While it’s clear that the sourcing of residue timber for bioenergy – doesn’t drive the forestry industry, there is little doubt that the growing demand for biomass has had an impact and, in the view of many, changes the economics.
The ‘Cut Carbon not Forests’ campaign is among the more vociferous opponents to the growth in bioenergy generation. ‘The climate emergency requires us to build a genuinely clean energy economy and end wasteful subsidies for dirty biomass energy,’ said Almuth Ernsting, Co-Director of Biofuelwatch, which is part of the campaign. ‘Cutting down trees, shipping them from forests overseas and burning them in power plants was never compatible with the need to keep global warming to 1.5°C,’ she adds.

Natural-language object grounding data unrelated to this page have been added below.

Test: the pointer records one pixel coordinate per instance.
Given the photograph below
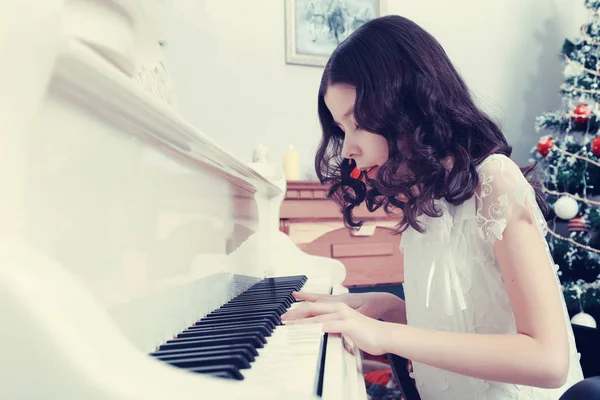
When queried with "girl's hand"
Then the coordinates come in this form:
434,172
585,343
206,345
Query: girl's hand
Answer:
373,305
366,333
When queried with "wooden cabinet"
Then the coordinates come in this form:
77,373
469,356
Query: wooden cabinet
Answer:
371,255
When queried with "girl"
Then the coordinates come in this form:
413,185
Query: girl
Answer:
484,317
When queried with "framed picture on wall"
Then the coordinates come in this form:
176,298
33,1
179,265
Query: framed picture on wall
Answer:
314,28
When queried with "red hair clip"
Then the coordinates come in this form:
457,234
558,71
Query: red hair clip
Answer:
355,174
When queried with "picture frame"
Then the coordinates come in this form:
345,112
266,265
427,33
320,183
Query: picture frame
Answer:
314,28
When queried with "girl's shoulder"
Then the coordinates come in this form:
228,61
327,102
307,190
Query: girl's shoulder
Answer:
502,190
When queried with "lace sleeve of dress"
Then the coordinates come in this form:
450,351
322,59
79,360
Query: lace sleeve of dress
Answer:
503,192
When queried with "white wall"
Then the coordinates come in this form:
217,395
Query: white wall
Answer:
227,61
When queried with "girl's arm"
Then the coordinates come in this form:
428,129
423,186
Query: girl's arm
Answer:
538,355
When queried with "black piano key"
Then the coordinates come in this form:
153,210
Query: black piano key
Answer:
224,331
229,370
178,352
221,374
259,302
217,323
247,355
218,335
253,340
238,361
226,340
268,325
246,310
272,316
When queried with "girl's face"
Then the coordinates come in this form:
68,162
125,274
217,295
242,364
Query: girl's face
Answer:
367,149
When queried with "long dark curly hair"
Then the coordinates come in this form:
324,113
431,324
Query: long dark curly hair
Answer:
407,91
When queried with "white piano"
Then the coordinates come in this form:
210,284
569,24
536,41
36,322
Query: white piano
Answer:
122,227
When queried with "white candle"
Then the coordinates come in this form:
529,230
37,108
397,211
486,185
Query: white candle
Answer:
291,164
260,154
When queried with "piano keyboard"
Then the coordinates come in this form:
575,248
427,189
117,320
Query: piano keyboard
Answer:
245,340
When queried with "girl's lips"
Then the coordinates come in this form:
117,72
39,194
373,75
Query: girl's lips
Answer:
371,173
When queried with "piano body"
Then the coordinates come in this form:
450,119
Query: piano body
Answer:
122,226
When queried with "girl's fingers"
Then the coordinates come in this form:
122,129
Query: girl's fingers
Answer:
307,310
335,326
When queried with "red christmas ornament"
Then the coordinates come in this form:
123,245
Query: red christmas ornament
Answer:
544,145
578,224
582,114
596,146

Without further reform, argues the campaign, UK energy bill payers will spend £13bn in direct support to large biomass power plants between now and 2027. Drax, it says, will account for £10bn of this money, as well as being exempt from paying carbon taxes. The campaign argues that climate change and biodiversity are inextricably linked, the priority being to keep forests standing where at all possible.

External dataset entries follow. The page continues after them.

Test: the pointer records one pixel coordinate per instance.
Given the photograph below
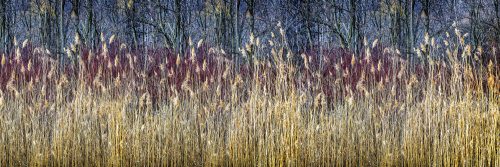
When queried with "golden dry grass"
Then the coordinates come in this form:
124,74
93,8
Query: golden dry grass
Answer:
259,122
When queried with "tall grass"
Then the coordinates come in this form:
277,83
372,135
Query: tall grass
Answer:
117,107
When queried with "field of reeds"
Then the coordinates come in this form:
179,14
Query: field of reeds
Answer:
120,107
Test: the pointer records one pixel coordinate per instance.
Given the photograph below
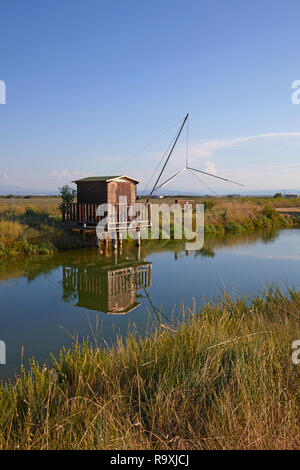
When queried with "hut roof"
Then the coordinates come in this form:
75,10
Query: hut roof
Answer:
104,178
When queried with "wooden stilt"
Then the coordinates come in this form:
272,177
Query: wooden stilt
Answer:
138,240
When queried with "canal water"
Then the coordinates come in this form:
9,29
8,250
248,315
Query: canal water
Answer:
48,302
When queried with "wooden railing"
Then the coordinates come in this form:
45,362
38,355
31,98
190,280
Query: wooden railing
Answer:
120,217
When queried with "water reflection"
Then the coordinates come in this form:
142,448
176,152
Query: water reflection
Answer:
112,290
42,298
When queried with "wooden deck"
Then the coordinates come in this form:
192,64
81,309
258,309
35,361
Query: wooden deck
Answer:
76,216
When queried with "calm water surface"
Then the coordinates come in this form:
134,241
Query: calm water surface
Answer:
47,301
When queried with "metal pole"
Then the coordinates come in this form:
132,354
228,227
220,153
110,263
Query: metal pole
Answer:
170,153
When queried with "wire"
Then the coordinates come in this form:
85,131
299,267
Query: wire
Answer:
203,183
147,145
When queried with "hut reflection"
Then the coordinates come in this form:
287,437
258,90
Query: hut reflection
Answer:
110,289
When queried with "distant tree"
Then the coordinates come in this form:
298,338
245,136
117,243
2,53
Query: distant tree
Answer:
67,195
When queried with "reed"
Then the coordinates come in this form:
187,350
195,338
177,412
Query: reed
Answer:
220,378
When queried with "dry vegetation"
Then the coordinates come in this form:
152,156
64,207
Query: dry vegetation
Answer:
221,379
32,225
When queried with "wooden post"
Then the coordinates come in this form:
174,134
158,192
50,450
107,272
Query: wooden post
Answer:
138,240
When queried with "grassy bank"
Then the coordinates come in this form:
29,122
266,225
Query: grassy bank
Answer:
221,378
33,225
34,230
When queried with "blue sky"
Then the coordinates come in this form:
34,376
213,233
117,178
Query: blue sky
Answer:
90,83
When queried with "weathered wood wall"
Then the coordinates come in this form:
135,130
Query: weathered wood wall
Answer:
93,192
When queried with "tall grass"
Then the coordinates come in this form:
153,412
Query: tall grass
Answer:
222,378
32,226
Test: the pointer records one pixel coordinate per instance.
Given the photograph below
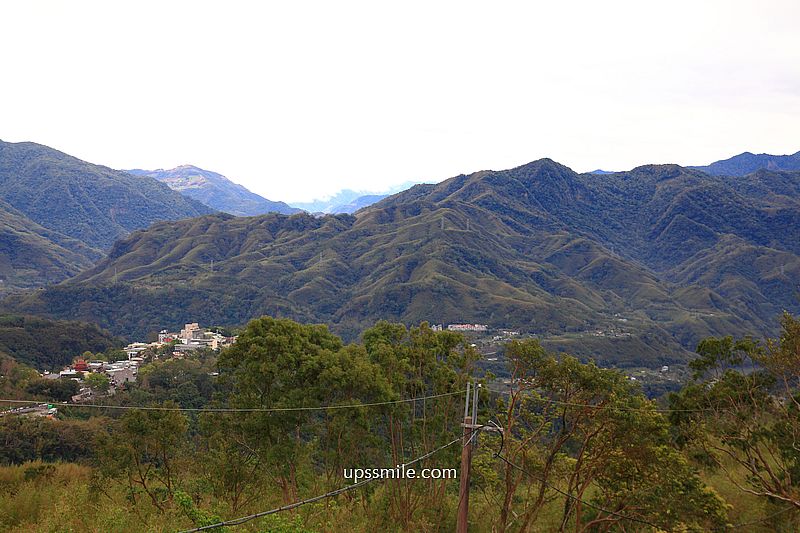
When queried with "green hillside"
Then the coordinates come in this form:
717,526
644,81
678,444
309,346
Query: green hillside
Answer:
33,256
50,344
662,255
58,214
745,163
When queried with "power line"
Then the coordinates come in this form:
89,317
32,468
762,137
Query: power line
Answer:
577,499
611,407
237,410
242,520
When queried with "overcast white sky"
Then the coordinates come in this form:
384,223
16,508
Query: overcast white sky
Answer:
297,100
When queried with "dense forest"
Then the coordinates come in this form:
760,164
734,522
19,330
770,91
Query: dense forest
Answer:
287,409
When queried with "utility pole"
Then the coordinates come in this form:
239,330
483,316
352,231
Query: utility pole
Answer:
469,439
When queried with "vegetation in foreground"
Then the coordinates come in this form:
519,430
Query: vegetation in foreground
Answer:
725,455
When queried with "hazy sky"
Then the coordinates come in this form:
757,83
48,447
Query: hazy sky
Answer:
296,100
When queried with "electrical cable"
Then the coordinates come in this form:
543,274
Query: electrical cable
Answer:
612,407
242,520
232,409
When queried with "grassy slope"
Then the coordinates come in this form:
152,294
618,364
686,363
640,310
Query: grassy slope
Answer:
680,254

To understand the polarity of arguments for and against the growth in timber for biomass you only have to compare contrasting images published by the NRDC and by Drax. The former presents blighted areas of cleared forest, while the latter shows responsible forestry management in its latest sustainability report. In the case of Drax, it’s all about responsible sourcing and in the US South, notes the company, forest harvest statistics show that biomass accounts for just 3% of the material harvested.

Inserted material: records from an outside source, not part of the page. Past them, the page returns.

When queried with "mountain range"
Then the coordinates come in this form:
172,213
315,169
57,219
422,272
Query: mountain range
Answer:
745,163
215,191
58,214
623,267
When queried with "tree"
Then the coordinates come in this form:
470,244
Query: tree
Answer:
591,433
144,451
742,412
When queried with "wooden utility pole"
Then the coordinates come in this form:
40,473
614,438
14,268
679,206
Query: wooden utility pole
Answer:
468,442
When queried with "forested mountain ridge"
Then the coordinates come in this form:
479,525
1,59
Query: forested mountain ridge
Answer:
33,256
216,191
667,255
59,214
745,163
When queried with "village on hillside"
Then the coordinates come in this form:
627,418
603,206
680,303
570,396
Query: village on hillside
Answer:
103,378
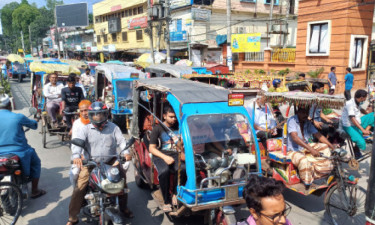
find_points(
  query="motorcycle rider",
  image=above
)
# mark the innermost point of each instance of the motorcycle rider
(13, 140)
(102, 138)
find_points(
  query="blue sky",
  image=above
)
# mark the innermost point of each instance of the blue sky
(43, 2)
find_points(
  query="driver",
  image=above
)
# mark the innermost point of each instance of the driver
(102, 138)
(13, 140)
(300, 133)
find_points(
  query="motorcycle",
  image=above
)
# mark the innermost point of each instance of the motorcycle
(106, 184)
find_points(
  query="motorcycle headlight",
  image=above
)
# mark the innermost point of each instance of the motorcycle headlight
(112, 188)
(225, 175)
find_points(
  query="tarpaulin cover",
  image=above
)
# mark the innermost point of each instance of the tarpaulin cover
(221, 39)
(187, 91)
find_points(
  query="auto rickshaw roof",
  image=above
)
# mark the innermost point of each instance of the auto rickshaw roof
(115, 71)
(186, 91)
(175, 70)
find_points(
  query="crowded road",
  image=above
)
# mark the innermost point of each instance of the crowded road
(53, 207)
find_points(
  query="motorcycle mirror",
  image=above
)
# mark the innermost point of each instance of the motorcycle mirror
(33, 110)
(79, 142)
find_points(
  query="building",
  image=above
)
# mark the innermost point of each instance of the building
(196, 24)
(121, 26)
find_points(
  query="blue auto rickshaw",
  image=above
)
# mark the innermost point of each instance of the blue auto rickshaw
(214, 183)
(113, 86)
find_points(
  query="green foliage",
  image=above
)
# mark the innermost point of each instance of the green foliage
(315, 73)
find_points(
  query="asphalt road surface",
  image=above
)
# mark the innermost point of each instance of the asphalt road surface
(52, 209)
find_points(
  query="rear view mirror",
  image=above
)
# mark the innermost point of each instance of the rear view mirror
(79, 142)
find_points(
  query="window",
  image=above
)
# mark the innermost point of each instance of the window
(124, 36)
(358, 52)
(268, 2)
(318, 38)
(114, 37)
(140, 9)
(139, 35)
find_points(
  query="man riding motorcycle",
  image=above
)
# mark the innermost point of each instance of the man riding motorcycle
(102, 139)
(13, 140)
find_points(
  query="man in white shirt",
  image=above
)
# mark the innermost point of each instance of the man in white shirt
(86, 78)
(52, 92)
(264, 122)
(354, 123)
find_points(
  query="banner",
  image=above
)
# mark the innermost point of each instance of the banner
(246, 42)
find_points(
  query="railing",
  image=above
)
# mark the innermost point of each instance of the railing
(284, 55)
(254, 56)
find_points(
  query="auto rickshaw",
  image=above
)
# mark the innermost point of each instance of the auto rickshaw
(39, 77)
(113, 86)
(18, 69)
(343, 198)
(213, 185)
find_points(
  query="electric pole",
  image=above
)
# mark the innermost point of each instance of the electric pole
(229, 32)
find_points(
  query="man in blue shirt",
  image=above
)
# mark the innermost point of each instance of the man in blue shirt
(300, 134)
(13, 140)
(349, 78)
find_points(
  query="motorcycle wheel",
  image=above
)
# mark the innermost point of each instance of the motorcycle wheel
(10, 203)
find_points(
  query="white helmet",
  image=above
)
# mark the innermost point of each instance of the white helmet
(4, 100)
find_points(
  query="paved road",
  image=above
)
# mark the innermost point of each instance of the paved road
(52, 209)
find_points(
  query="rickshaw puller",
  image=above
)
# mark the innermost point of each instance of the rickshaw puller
(300, 132)
(52, 92)
(356, 125)
(71, 96)
(102, 138)
(165, 159)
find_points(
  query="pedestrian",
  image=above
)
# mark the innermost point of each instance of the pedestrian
(332, 80)
(266, 202)
(349, 78)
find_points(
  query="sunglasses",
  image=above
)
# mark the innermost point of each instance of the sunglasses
(277, 217)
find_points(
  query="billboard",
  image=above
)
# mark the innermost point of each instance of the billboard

Supporting woodland management
Other smaller UK bioenergy operators also highlight their approach to climate change and the responsible sourcing of timber. For example the Kent Renewable Energy biomass plant at Dover, which opened in 2018, claims to be saving over 100,000 tonnes of carbon dioxide a year. As part of this process the company says it is playing a part in ‘reinvigorating the woodlands of south-east England’, and supporting local coppicing, which is leading to a higher proportion of the region’s 320,000 ha acres of woodland being actively managed.
‘Unmanaged woodlands represent a huge opportunity in terms of carbon balances, biodiversity management, employment opportunities and productive potential,’ notes the company. ‘By providing a significant local market for low-grade wood, our power plant is re-vitalising local forestry.’
In contrast to Drax, the Kent plant is tapping into home-grown timber, not all of it residue, and making a virtue of promoting local forestry and all its various offshoots. The 27 MW plant highlights its capacity to supply electricity to 50,000 homes – more load, more coppicing but undoubtedly some impact on biodiversity. Whether this counts as sustainable bioenergy remains open to debate.